AviTracks is an iPhone app for remote patient monitoring. It connects to Apple Health, which aggregates measurements from the iPhone, smartwatches, and other smart devices, and sends that data to Avicenna's platform through their API, where the patient's doctor can review it.
Wearables have made it practical for healthcare providers to monitor patients between visits and intervene early. Avicenna wanted a mobile app that tapped into that: pull a patient's health data from Apple Health and put it in front of their doctor in real time, reducing the need for in-person visits, especially for patients with chronic conditions or ongoing care.
Patient health data has to stay private, so security came before any data collection. The patient downloads the app from a link that Avicenna emails them. The app then texts them a one-time code, and entering it authenticates the device. After that first login the authentication is stored locally, and the app opens normally.
Once authenticated, the patient grants permission for the specific health measurements their doctor needs, and nothing more.



The first time the app loads, it fetches and sends the last week of measurements from HealthKit. Every open after that sends everything from the previous sync up to the last whole day. That logic sounds simple and wasn't: there are a lot of edge cases, and it took a lot of testing to guarantee the provider a steady, gap-free stream of data even when the patient skips a day.
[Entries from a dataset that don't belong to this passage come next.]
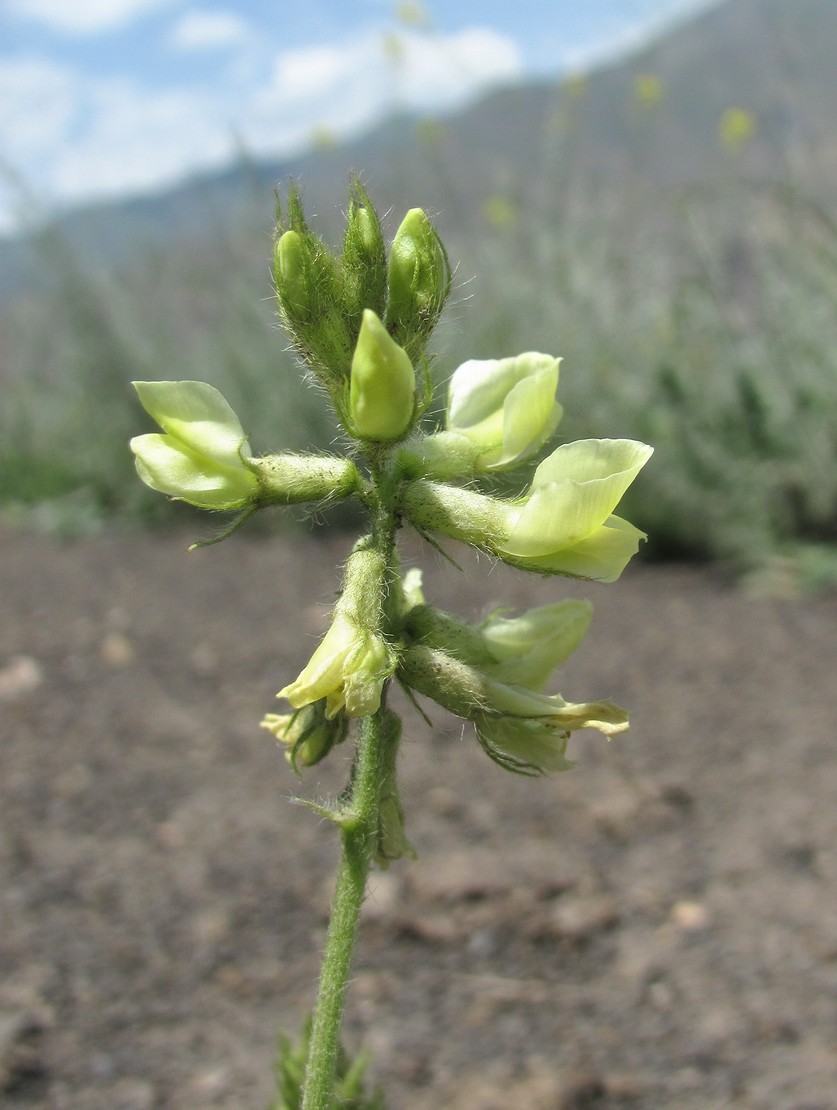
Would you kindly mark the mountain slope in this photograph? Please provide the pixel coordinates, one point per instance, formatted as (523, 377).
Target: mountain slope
(772, 59)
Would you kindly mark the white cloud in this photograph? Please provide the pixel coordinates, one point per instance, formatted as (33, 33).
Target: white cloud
(208, 30)
(83, 17)
(77, 138)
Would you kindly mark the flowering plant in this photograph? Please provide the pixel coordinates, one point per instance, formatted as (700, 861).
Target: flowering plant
(360, 320)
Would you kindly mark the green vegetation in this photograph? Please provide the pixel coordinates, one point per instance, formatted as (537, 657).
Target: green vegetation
(693, 309)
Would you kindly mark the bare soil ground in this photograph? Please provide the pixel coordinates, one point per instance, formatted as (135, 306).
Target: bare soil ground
(657, 928)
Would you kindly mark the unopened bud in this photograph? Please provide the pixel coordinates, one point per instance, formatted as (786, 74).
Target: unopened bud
(382, 390)
(291, 480)
(419, 281)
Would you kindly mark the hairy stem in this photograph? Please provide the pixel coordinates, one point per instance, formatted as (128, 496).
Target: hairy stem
(359, 836)
(349, 892)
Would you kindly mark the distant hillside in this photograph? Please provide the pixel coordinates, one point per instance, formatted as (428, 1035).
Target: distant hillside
(651, 120)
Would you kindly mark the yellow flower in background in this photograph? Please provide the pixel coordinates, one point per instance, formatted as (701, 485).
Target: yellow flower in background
(647, 90)
(736, 128)
(575, 84)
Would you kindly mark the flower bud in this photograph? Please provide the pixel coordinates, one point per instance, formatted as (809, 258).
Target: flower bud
(309, 293)
(527, 648)
(308, 734)
(203, 456)
(382, 387)
(419, 281)
(521, 651)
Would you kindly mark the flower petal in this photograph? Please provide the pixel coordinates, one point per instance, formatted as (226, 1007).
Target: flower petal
(170, 467)
(573, 493)
(601, 556)
(198, 415)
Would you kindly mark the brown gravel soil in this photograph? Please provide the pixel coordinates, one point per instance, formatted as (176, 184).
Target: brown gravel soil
(657, 928)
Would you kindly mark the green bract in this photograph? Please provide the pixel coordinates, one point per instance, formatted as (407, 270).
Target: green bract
(353, 661)
(382, 386)
(202, 456)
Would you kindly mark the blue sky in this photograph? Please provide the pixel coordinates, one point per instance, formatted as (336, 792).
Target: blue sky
(104, 98)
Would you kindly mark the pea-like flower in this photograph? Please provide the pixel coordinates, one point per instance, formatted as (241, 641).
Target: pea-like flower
(203, 455)
(500, 413)
(520, 728)
(352, 663)
(563, 525)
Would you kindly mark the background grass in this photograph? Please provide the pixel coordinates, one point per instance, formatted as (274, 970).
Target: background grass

The original plan was to upload in the background without the patient opening the app at all. There were several cases where the data wouldn't send, and it was overcomplicating the design for an MVP, so I cut it. Since the patient needs to open the app daily, it instead asks permission to send one reminder notification a day.
The MVP asked for one patient-facing screen: charts of the health data being collected and sent. Patients can hold and drag on a chart to read a specific data point.
I first built the charts with a third-party package. As I was finishing, Apple announced SwiftUI Charts, and the native library was much better, so I restarted with that.
On Avicenna's side, the data lands in their database through their API, where another developer built the portal doctors use to review it.


The MVP was delivered to Avicenna, with testing on select patients as the next step.